We covered a lot today. Here’s what we actually built:

  • The machine room (Pode): We ran a tiny local HTTP server that exposes GET /tools/<functionName>. Each key in $ToolHandlers is both the route and the name your assistant must use, PowerShell runs here, not in the cloud.
  • The courier (bridge): We added an endless loop that watches an Assistants thread for requires_action. When the model asks for a tool, the bridge GETs your local endpoint, wraps the result as JSON, and submit_tool_outputs back to Azure. No courier → the run stalls forever.

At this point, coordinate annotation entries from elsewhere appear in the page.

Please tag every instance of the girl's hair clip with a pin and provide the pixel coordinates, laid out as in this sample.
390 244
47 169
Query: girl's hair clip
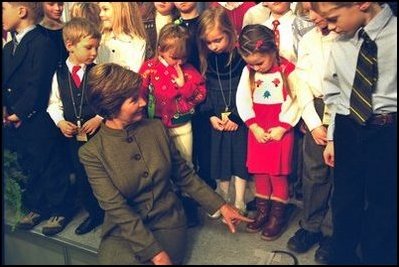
258 44
179 21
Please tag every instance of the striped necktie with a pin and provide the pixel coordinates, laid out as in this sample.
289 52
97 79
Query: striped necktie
365 80
14 41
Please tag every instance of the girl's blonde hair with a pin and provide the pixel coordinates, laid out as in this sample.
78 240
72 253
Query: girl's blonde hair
88 10
127 20
78 28
176 37
211 19
258 38
35 10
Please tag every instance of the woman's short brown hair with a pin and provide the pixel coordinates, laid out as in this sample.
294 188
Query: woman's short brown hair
108 87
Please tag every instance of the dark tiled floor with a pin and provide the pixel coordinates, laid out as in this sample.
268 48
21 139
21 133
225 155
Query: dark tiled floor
211 243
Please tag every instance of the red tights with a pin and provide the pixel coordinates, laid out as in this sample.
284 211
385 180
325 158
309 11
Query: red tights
272 186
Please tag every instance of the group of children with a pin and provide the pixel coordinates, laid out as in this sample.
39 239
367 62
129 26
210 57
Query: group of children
230 98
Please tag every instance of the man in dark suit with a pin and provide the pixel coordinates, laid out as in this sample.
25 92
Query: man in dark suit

  • The front desk (Interact.ps1): We scripted the boring API dance, threaduser messagerunwait until completed, then print the latest assistant reply. That’s your “chat,” but it’s REST, not a magic socket into Pode.
  • The reservation slip (assistant-thread.txt): We stored the thread id so Interact and the bridge stay on the same conversation. New thread (-New)? Restart the bridge so it polls the right id.
  • The nudge (tool_choice): In the demo we force get_top_processes so the model fetches fresh data instead of reusing old numbers from the chat, classic beginner trap, deliberately avoided for the blog.

We did not implement the full MCP protocol (stdio, capability negotiation, etc.). We implemented the same idea: a controlled tool surface the model can request and your machine can fulfill.